Amplification of DNA by the Polymerase Chain Reaction
Molecular cloning allows individual DNA fragments to be propagated in bacteria and isolated in large amounts. An alternative method to isolating large amounts of a single DNA molecule is the polymerase chain reaction (PCR), which was developed by Kary Mullis in 1988. Provided that some sequence of the DNA molecule is known, PCR can achieve a striking amplification of DNA via reactions carried out entirely in vitro. Essentially, DNA polymerase is used for repeated replication of a defined segment of DNA. The number of DNA molecules increases exponentially, doubling with each round of replication, so a substantial quantity of DNA can be obtained from a small number of initial template copies. For example, a single DNA molecule amplified through 30 cycles of replication would theoretically yield 230 (approximately 1 billion) progeny molecules. Single DNA molecules can thus be amplified to yield readily detectable quantities of DNA that can be isolated by molecular cloning or further analyzed directly by restriction endonuclease digestion or nucleotide sequencing.
The general procedure for PCR amplification of DNA is illustrated in Figure 3.27. The starting material can be either a cloned DNA fragment or a mixture of DNA molecules-for example, total DNA from human cells. A specific region of DNA can be amplified from such a mixture, provided that the nucleotide sequence surrounding the region is known so that primers can be designed to initiate DNA synthesis at the desired point. Such primers are usually chemically synthesized oligonucleotides containing 15 to 20 bases of DNA. Two primers are used to initiate DNA synthesis in opposite directions from complementary DNA strands. The reaction is started by heating the template DNA to a high temperature (e.g., 95°C) so that the two strands separate. The temperature is then lowered to allow the primers to pair with their complementary sequences on the template strands. DNA polymerase then uses the primers to synthesize a new strand complementary to each template. Thus in one cycle of amplification, two new DNA molecules are synthesized from one template molecule. The process can be repeated multiple times, with a twofold increase in DNA molecules resulting from each round of replication.

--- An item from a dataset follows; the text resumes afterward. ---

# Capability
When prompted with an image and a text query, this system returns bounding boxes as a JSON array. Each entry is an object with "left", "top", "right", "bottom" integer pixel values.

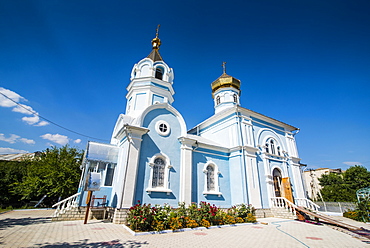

The multiple cycles of heating and cooling involved in PCR are performed by programmable heating blocks called thermocyclers. The DNA polymerases used in these reactions are heat-stable enzymes from bacteria such as Thermus aquaticus, which lives in hot springs at temperatures of about 75°C. These polymerases are stable even at the high temperatures used to separate the strands of double-stranded DNA, so PCR amplification can be performed rapidly and automatically. RNA sequences can also be amplified by this method if reverse transcriptase is used to synthesize a cDNA copy prior to PCR amplification.
If enough of the sequence of a gene is known that primers can be specified, PCR amplification provides an extremely powerful method of obtaining readily detectable and manipulable amounts of DNA from starting material that may contain only a few molecules of the desired DNA sequence in a complex mixture of other molecules. For example, defined DNA sequences of up to several kilobases can be readily amplified from total genomic DNA, or a single cDNA can be amplified from total cell RNA. These amplified DNA segments can then be further manipulated or analyzed, for example, to detect mutations within a gene of interest. PCR is thus a powerful addition to the repertoire of recombinant DNA techniques. Its power is particularly apparent in applications such as the diagnosis of inherited diseases, studies of gene expression during development, and forensic medicine.